Using HTTPS with MAPS

MAPS can be configured to use either or both the HTTP and HTTPS protocols for accessing the product launch page. We highly recommend using HTTPS to ensure secure communications between your users and the MAP server. The HTTPS protocol is used when logging in to the eLauncher, as well as for Argos Web Viewer if you use Argos. Client application traffic is encrypted with AES regardless of whether using HTTPS or not.

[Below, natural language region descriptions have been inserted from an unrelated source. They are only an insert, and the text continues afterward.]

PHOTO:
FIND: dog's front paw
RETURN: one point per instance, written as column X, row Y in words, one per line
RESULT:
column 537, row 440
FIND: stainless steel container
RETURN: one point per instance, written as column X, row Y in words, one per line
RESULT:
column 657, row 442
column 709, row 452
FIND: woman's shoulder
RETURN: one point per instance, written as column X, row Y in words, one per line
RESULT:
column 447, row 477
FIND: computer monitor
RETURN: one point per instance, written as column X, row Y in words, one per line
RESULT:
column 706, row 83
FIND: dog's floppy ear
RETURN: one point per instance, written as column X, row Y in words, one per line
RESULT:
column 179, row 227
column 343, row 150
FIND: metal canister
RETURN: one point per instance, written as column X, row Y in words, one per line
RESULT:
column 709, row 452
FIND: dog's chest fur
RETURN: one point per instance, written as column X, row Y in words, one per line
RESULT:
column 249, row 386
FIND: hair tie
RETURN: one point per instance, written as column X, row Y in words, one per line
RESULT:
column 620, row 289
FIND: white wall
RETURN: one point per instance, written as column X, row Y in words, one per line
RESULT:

For security reasons, beginning in 4.2.1 you must use HTTPS in order to access the Argos Web Viewer. The Web Viewer runs in a browser and is therefore subject to the same risks as any other web page that transmits unsecured data over plain HTTP. Using HTTPS provides a level of encryption and assurance to your users that they are actually accessing the MAP server they intend to reach.

Users who attempt to access the Web Viewer over HTTP will see a notification and be directed back to the launch page.

MAPS Traffic

Traffic	Default Port	Encrypted
Launch page (HTTP)	8080	No
Launch page (HTTPS) Argos Web Viewer (HTTPS)	443	Yes
MAPS applications	27467	Yes

Configuring HTTPS

The MAPS in-product Help provides an overview of configuring HTTPS, as well as instructions on obtaining an SSL certificate using OpenSSL.

Difference between logging in with HTTP and HTTPS

Aside from the additional security, users will notice some differences between the eLauncher depending on whether it is using the HTTP or HTTPS protocol:

With HTTPS, users log in once to the eLauncher. They will not be prompted to log in again to each application, with the exception of IntelleCheck and the MAPS Configuration tool.
With HTTP, users must log in to each application individually.

With HTTPS, users can customize the launch page to show just the products that they use. Only MAPS administrators can see the MAPS product tab.
With HTTP, all users see the same launch page with no customization options.